A Recipe to Train Object Detection Models

22 minute read

A Recipe for Training Object Detection Models

Hey there, I hope you are doing well! It’s been a while since I have posted. I got caught up in some weird stuff. Today, I would like to touch upon a topic that caused me some trouble, leading me to some valuable discoveries. Therefore, I would like to share them here.

If you have not had any experience with object detection models in the past, this post might not be helpful to you as I will be describing detailed concepts.

Lately, I have had to work quite a lot on Object Detection models. The object detection paradigm in and of itself is not an easy thing compared to, for instance, classification. This is because, in object detection, there could be multiple objects of different scales and sizes on a single image as in the image blow(Figure 1). There are three objects in the image — two cats and one dog and all of the are of different sizes.


Figure 1. Object of different scale

As the output dimensionality of a model is fixed and the number of objects on images varies, researchers have came up with clever ways of tackling the issue. All that has made object detection full of subtle details that one has to pay attention to (Though, there is a line of research that is trying to reduce the overhead of this detailedness in object detection). Usually, as there are many details in object detection paradigm, people like to use pre-trained, well-known open-source solutions (such as Detectron from Facebook) instead of coding object detection models from scratch (for instance, as usually it is done for classification models). This saves one from making small bugs that poison the whole training process and then inference. But sooner or later, one has to train a detection model from scratch and deal with those details. For instance, imagine you need to deploy a tiny object detection model on an edge device. Usually, one can not use open-source solutions because they are computationally demanding (though there are miniature open-source models for edge devices, YOU HAVE GOT TO TUNE THEM ANYWAY).

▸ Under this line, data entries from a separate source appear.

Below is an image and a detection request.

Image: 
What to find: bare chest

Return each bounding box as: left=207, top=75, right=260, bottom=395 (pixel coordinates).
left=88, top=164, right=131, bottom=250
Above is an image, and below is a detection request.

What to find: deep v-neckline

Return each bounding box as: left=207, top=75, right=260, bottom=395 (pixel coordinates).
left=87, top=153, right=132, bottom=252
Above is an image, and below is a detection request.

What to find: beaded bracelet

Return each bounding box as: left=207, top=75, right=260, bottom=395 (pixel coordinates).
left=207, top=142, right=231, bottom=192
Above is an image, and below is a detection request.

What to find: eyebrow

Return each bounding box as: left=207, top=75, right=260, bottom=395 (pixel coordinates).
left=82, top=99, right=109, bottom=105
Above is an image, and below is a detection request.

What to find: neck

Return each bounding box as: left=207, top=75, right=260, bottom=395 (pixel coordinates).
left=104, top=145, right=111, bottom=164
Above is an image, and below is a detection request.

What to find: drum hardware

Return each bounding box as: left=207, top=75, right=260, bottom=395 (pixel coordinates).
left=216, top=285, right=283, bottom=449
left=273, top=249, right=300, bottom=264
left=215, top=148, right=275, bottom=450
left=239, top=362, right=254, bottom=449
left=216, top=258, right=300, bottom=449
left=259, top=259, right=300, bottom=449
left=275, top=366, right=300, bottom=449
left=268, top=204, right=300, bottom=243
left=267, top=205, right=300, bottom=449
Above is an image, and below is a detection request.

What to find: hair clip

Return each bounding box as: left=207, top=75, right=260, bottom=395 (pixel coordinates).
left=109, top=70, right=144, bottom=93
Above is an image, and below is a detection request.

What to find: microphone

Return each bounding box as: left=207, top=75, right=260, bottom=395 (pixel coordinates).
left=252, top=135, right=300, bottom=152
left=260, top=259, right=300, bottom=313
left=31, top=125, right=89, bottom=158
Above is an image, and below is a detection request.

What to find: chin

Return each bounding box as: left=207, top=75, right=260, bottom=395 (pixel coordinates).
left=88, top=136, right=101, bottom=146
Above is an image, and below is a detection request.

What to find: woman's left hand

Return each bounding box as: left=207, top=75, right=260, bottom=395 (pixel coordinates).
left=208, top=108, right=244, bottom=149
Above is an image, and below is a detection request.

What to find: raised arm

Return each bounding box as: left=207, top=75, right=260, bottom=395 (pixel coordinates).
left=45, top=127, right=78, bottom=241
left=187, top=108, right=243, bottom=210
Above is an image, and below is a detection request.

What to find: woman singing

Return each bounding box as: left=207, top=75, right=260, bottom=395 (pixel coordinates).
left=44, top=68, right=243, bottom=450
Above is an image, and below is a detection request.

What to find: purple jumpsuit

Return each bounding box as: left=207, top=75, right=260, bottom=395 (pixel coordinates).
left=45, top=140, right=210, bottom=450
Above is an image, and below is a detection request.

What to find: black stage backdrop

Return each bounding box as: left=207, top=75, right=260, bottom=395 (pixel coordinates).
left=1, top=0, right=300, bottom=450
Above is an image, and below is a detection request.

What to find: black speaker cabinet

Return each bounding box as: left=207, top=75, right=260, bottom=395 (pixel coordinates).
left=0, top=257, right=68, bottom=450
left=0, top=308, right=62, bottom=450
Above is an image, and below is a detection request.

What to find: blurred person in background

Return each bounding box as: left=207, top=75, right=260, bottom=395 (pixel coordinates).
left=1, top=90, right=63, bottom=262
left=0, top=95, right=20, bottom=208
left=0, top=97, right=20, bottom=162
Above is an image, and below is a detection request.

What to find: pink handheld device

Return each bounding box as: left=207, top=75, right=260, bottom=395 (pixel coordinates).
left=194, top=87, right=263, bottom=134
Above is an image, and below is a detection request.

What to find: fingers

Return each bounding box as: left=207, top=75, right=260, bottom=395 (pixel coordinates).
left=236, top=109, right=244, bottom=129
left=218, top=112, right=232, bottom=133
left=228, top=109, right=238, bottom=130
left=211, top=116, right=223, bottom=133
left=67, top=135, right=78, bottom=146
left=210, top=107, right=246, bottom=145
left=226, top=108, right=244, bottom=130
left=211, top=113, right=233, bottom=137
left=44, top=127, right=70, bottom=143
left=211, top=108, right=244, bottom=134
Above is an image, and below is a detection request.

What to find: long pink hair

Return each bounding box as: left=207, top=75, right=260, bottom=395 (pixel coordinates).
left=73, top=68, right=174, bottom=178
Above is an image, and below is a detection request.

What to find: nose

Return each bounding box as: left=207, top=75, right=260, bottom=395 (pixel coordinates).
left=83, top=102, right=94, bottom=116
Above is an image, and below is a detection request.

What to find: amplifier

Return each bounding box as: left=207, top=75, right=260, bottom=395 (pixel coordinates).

When I first came across “the troubles” with detectors, first thing I did, as you might guess, was Googling them, but unfortunately, there were only a handful of valuable resources. I think most people use open source solutions, and those who use their own solutions, apparently, do not make silly mistakes like myself and therefore have got no problem. Of course, there is a huge amount of academic papers on the topic. Although that is true, most of the papers are tailored to open-source datasets and are not always helpful for a particular task.

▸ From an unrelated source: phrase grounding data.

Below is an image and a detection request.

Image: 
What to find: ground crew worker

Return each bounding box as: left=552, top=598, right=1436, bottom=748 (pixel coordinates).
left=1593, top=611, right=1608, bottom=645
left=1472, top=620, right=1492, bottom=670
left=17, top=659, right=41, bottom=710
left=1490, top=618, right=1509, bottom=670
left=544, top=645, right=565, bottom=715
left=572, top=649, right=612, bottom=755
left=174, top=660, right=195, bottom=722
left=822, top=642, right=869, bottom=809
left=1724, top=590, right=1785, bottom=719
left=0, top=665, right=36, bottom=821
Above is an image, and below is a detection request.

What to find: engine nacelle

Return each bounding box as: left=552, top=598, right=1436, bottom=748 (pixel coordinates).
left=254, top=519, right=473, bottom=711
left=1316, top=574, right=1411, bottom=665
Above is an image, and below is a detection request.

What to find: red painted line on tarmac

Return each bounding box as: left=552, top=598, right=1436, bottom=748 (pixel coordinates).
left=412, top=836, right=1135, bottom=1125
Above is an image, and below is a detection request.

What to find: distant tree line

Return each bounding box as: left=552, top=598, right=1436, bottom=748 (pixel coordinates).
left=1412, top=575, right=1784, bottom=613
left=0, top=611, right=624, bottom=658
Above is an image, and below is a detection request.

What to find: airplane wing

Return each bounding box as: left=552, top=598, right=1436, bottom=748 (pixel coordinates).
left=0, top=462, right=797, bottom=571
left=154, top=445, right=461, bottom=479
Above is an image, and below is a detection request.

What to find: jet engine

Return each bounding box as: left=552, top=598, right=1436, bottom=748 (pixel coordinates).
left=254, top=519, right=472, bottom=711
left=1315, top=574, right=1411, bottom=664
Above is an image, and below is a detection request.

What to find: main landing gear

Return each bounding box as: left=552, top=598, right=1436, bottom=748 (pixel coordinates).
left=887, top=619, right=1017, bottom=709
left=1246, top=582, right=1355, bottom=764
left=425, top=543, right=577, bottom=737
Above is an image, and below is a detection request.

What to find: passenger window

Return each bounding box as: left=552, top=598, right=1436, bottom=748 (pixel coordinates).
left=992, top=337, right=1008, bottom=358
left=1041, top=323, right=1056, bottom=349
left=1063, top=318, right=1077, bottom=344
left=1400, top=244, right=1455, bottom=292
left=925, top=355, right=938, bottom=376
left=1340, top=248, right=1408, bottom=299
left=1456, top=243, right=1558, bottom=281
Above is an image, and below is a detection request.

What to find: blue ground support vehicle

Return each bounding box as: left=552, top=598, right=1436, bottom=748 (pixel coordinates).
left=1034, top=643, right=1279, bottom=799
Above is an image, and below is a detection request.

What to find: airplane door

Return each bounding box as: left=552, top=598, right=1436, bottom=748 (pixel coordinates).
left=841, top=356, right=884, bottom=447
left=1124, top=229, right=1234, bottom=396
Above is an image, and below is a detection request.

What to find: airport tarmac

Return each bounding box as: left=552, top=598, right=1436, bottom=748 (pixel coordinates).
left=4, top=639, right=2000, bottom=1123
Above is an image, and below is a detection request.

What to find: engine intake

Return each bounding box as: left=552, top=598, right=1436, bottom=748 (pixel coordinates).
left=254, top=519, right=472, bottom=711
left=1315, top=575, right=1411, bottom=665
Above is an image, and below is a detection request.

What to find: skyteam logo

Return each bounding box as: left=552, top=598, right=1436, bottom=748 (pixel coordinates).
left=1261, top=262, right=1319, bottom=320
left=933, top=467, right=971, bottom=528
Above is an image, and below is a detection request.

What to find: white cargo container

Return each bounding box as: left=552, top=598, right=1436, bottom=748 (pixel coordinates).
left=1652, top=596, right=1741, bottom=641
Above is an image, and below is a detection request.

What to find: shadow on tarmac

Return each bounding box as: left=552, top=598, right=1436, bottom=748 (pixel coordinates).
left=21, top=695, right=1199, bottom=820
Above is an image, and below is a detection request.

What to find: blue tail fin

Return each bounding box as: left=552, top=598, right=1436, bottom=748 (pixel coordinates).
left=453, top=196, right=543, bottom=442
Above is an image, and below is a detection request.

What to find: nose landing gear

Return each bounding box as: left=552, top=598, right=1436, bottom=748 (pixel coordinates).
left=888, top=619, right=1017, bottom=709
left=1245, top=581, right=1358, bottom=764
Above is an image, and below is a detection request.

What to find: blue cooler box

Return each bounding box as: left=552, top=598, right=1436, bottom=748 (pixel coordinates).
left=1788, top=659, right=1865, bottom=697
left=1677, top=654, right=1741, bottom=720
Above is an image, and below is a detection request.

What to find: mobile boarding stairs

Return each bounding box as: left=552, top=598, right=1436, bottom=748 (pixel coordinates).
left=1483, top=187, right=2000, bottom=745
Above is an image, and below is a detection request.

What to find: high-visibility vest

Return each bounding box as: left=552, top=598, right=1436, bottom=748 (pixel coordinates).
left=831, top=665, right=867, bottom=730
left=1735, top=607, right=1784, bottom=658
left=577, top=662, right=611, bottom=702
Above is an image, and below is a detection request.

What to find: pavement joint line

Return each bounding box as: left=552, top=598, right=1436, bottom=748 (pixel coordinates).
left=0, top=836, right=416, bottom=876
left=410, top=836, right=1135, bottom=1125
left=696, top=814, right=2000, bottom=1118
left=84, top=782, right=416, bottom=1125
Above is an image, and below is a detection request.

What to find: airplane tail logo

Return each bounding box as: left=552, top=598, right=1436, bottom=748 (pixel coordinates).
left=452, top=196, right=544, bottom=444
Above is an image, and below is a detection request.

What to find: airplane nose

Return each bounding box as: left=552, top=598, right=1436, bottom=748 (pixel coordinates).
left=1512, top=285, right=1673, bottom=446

An outline of the main issues with Object Detectors(ODs):

  • Prior boxes
  • Images size
  • Feature layers (in case of SSD)
  • Augmentations
  • Debagging
  • Staged Training(Detection-classification)

Prior Boxes (PB)

One of the most challenging concepts to me while learning the basics of object detection was the concept of Prior Boxes. In a nutshell, prior boxes are the thing that allows the OD model to coupe with varying number of objects in an image. For instance, you could have two cats in one image, and in the following image, there could be one dog and two cats(more objects than in the previous image), and the task of an OD model is to detect objects dynamically varying number of objects in different images . If you have previously worked on image classification, then, most probably, you are used to the fact that the output dimensionality of a neural network is fixed. But what to do if a number of objects that the model has to predict changes from image to image(as in the example above: 2 cat in one image and 2 cats + 1 dog in the next image)? What should the output dimensionality of a neural network be in that case? If what I said does not make sense, then I recommend watching this lecture on object detection by Justin Johnson. It is essential to know how prior boxes work and how you initialized them. There are two central aspects regarding the prior boxes:

  • Number of PB

    Generally, the number of PBs in OD models is set high enough to ensure that all objects are correctly located. From my experience, for large models, the number of PBs is around 10k but I had situations when I only used ~500 PBs. The more PBs you have, the higher the chances are that OD will detect object. In my experience increasing the number of PBs increased detection accuracy. An important note here, just blindly adding more prior boxes without choosing an appropriate size and scale of PBs that match the dataset ground truth bounding boxes will not, probably, help. In order to correctly choose prior boxes, I advice to visualize the PBs (from all feature maps, in the case of SSD architecture) and see how well they overlap with ground truth boxes. Ideally, you want to avoid scenarios as in the picture below(Figure 2) when prior boxes do not overlap enough with the GB. Now, this is an exaggeration, of course, you will probably never have such a case, but this is a good example to make the point. In one of my projects, carefully selecting a size and scale and adding an extra 400 (to 500 ) PBs helped me to increase the accuracy of detection quite a bit, especially for small objects in images. The point is, you should select how many prior boxes you need according to your task. For instance, you are deploying a model on an edge device, you probably want to use less PBs as you care about inference speed of the model. But in that case you need to carefully select the size and scale of PBs.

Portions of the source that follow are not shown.